Of the 10 million Americans with serious mental illness, 40 percent receive no treatment. Delays in treatment worsen the psychiatric condition and brain function and exacerbate co-occurring physical diseases. The delays are a major contributor to the annual medical costs related to those with mental illness: more than $200 billion, plus $15 billion for incarceration, and $195 billion in lost earnings. Add disability insurance payments, and the annual cost of mental illness in the U.S. approaches $500 billion, according to Tom Insel, former director the National Institute for Mental Health.
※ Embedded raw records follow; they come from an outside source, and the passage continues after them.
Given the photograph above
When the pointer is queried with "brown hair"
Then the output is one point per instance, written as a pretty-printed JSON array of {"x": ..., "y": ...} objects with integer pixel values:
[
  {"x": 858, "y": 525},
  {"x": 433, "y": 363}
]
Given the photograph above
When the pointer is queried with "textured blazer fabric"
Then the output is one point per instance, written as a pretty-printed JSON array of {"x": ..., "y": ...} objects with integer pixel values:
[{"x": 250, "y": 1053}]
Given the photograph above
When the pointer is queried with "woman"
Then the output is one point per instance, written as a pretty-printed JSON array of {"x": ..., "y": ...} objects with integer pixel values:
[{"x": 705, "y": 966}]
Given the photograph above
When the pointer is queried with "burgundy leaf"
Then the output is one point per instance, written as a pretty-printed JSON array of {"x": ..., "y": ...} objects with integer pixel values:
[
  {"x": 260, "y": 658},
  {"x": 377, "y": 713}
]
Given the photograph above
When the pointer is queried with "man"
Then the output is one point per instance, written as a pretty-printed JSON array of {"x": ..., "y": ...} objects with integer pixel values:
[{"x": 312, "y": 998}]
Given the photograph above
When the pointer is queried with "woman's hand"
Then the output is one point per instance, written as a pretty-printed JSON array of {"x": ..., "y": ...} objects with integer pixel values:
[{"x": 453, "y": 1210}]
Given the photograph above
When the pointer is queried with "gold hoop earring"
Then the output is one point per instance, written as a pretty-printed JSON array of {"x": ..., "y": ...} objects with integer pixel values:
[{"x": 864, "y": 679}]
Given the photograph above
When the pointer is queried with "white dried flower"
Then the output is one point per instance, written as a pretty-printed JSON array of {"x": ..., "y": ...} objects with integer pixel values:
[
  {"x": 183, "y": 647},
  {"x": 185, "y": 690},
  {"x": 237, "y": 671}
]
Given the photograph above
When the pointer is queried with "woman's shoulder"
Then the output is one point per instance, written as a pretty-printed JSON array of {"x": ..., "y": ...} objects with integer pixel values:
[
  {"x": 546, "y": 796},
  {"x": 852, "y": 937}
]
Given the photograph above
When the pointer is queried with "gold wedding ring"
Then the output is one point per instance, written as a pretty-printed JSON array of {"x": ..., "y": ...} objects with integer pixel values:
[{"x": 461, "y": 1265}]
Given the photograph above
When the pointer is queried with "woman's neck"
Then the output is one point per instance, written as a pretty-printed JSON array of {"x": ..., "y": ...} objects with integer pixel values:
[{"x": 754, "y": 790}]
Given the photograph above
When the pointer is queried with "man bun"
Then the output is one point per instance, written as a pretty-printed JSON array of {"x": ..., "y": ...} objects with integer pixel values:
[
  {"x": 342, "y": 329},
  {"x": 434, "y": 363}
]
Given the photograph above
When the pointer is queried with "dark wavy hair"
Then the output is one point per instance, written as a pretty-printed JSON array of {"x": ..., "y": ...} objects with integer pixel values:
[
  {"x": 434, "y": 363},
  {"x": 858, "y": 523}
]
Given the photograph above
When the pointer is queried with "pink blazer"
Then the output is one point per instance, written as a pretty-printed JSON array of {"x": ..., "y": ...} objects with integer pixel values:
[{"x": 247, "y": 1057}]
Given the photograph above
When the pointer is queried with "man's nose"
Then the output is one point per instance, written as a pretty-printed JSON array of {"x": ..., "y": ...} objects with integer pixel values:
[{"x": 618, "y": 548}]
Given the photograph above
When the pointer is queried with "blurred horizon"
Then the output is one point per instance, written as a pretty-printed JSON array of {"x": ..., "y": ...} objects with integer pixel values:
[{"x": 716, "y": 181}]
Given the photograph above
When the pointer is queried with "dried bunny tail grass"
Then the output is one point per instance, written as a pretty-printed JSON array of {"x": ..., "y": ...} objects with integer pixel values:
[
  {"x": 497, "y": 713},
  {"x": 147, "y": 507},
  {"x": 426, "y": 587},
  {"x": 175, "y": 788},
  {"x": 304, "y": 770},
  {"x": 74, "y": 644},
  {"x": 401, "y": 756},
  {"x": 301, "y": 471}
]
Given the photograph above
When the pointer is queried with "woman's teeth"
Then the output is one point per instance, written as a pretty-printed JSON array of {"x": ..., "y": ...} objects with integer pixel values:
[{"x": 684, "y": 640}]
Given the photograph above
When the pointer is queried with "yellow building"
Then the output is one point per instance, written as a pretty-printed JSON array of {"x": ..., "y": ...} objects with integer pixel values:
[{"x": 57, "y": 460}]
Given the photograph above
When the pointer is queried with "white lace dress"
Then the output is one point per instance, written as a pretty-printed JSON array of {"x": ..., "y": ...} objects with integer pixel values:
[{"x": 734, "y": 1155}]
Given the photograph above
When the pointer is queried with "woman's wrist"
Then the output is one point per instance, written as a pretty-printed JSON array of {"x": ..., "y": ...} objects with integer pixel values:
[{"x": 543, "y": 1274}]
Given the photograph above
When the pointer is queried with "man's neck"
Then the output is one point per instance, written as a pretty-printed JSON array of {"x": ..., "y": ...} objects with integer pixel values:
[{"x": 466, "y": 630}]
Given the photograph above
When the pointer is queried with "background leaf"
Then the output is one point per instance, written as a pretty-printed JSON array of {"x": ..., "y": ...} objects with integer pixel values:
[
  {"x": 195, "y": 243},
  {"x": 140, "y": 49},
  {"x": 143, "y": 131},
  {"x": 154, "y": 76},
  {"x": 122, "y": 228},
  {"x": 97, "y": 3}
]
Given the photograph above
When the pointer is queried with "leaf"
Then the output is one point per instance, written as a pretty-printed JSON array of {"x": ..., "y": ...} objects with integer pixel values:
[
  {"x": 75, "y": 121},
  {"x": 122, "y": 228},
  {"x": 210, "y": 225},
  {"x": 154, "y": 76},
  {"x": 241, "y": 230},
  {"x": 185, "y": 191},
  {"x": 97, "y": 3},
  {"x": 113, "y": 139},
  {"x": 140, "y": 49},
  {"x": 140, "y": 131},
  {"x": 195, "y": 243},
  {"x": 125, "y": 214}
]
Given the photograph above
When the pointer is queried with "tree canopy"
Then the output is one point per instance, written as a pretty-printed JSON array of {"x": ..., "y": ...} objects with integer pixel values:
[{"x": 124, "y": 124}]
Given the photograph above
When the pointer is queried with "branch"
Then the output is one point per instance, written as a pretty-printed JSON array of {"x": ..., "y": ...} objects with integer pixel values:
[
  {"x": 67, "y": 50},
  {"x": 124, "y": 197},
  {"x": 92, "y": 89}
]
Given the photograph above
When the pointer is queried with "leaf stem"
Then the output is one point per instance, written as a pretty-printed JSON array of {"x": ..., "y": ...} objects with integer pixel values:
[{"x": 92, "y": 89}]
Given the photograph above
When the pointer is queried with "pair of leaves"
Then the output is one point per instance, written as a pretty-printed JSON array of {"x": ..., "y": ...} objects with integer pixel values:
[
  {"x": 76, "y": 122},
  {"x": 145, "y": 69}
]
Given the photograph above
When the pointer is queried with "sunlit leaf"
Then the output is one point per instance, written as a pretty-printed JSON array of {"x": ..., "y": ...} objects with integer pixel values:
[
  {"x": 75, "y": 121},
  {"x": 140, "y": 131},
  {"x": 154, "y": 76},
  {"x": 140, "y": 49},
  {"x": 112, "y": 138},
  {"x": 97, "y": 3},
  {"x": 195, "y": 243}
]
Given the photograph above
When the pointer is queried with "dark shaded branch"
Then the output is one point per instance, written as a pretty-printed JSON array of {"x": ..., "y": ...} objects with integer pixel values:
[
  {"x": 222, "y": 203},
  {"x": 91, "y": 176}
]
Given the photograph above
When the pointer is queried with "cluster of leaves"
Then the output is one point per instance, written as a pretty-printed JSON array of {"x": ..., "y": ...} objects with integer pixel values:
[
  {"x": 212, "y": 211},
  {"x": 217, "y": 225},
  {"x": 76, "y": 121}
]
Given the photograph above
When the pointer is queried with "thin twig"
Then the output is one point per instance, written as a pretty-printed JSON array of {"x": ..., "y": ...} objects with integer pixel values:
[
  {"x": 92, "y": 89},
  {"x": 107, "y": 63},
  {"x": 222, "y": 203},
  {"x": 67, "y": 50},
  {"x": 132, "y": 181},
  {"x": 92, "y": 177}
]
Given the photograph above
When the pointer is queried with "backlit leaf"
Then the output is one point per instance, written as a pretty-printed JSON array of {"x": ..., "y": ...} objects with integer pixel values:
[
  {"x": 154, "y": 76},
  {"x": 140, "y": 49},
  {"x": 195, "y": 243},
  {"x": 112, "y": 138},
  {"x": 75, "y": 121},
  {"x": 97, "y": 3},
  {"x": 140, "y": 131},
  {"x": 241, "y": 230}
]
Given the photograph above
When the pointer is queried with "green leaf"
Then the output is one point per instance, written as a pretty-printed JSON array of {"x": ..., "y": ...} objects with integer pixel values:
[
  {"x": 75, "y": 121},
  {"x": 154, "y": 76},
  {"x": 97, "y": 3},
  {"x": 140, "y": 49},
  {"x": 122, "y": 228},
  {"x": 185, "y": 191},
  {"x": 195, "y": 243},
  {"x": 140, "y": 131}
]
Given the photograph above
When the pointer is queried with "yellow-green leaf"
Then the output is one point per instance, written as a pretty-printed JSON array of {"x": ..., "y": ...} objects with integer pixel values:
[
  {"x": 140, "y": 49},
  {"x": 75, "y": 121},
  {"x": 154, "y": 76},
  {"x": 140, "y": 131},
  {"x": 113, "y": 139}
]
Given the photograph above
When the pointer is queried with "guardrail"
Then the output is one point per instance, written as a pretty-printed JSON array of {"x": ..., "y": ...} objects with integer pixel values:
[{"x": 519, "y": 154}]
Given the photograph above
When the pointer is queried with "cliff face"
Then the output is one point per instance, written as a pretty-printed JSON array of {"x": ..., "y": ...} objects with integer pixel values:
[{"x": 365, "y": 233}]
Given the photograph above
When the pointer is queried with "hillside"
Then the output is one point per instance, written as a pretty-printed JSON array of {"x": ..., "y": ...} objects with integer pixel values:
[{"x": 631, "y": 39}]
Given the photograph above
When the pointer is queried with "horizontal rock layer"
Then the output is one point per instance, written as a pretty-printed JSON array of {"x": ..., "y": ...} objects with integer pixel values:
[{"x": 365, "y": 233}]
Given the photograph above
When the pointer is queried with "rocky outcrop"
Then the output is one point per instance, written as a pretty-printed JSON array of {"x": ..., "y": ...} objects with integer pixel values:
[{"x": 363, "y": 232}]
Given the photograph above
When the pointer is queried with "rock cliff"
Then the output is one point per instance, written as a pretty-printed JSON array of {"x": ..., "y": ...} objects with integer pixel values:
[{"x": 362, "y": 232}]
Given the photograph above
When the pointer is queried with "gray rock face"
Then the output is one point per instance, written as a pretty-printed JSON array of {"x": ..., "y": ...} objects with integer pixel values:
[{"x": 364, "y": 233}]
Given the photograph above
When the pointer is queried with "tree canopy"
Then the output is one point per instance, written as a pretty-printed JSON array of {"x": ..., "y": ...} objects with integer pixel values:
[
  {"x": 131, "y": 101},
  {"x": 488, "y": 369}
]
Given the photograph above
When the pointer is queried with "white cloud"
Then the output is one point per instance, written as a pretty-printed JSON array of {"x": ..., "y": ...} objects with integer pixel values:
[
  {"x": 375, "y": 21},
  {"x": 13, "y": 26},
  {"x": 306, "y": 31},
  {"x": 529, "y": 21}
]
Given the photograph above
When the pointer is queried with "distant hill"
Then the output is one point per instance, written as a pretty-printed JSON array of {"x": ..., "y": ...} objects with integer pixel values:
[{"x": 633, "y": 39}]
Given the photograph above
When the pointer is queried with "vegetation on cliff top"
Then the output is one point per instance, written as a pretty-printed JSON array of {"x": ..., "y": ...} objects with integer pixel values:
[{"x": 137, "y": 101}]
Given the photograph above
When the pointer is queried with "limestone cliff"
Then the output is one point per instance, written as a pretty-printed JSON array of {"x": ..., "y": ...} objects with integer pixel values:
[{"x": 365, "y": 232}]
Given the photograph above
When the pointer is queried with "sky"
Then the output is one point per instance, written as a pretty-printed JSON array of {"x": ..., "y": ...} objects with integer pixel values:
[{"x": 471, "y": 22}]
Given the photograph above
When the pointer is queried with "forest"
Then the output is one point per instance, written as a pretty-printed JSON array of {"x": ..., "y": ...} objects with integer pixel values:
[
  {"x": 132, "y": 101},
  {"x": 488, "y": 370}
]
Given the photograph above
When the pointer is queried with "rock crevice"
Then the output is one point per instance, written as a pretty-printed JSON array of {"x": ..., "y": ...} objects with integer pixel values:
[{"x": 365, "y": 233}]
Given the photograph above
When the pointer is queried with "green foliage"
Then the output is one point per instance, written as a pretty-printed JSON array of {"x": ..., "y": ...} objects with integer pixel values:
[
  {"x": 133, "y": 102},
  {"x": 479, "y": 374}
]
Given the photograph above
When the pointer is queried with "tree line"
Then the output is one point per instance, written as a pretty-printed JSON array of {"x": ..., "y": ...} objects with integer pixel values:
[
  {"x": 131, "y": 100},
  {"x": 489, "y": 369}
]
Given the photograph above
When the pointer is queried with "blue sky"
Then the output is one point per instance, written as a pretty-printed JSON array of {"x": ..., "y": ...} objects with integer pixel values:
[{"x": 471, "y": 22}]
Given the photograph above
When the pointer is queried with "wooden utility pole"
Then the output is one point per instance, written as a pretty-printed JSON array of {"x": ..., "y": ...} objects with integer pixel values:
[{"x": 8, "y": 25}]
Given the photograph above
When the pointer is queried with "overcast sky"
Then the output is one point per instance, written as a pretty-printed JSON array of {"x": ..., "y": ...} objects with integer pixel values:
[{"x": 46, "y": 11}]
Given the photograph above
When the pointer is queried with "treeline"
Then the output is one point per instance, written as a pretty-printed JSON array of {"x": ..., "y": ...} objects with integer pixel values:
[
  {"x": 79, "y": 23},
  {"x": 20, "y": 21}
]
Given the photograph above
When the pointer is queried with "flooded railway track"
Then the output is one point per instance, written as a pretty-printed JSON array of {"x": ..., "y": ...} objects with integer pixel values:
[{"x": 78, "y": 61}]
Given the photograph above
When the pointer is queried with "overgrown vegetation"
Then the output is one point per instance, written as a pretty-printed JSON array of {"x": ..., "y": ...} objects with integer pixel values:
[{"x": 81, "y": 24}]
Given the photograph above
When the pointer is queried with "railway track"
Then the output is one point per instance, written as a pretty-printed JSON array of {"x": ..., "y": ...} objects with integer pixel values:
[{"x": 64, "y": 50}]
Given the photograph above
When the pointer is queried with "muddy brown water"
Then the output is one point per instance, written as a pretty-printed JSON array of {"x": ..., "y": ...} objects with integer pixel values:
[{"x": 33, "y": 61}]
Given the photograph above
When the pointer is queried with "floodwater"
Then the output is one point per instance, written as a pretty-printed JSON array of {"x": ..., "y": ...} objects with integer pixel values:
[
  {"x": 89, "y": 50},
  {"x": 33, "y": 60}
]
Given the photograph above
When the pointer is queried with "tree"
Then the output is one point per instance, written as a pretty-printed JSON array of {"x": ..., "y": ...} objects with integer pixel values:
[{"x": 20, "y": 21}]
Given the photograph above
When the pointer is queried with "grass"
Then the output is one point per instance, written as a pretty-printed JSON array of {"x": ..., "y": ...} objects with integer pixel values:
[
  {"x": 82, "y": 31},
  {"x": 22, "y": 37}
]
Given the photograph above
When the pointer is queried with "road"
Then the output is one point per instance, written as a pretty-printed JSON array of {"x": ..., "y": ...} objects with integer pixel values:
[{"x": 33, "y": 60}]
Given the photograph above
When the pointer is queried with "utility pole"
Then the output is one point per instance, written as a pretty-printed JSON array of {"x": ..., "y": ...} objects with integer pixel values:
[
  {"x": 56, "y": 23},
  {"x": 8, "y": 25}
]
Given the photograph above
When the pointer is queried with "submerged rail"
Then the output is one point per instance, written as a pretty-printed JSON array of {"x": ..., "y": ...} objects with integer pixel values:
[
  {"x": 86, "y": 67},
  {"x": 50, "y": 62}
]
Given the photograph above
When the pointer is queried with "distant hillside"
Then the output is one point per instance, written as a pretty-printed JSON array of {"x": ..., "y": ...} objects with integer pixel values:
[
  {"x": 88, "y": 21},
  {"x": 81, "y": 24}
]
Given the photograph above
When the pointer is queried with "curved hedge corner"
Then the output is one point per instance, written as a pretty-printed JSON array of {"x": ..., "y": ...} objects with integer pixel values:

So what concrete step should the president and Congress take?

• Provide student-loan forgiveness for psychiatrists and psychologists committing to participation in the Public Health Service Commissioned Corps or specializing in the treatment of the seriously mentally ill or in child and adolescent care. This is essential, as these doctors do not make nearly as much as colleagues in other specialties.

• Fix the HIPAA (Health Insurance Portability and Accountability Act) law. While keeping patient information confidential is paramount, there still needs to be a small and rare exception for “compassionate communication” between the provider and a trusted or known family member when necessary, to protect patient health and safety when the patient refuses signed consent. This is essential in the case of the 40 percent of the seriously mentally ill who have anosognosia, a condition under which they do not even recognize that they are ill.

• Increase the number of quality inpatient psychiatric beds. The national shortage is 100,000 beds. Medicaid needs to remove its limit on inpatient beds from 16 and end the artificial limit of a 15-day stay.

• Increase Medicaid reimbursement rates for care of the seriously mentally ill. For such care, Medicaid pays 20 percent below its Medicare standards — already low — for other treatment.

• Fix the involuntary-commitment loopholes that prevent the seriously ill from being placed on the NICS list. This can be done while maintaining the highest standards for protecting constitutional rights.

Many of these recommendations were part of the Helping Families in Mental Health Crisis Act, which I introduced in both the 113th and the 114th sessions of Congress. Parts were enacted and require robust funding. Other parts were not included in the final version that was amended onto the 21st Century Cures Act, which was signed into law in at the end of 2016. Congress would do well to revisit these issues and make a law that would make big difference. The students at Parkland, Newtown, Columbine, and Virginia Tech deserve no less.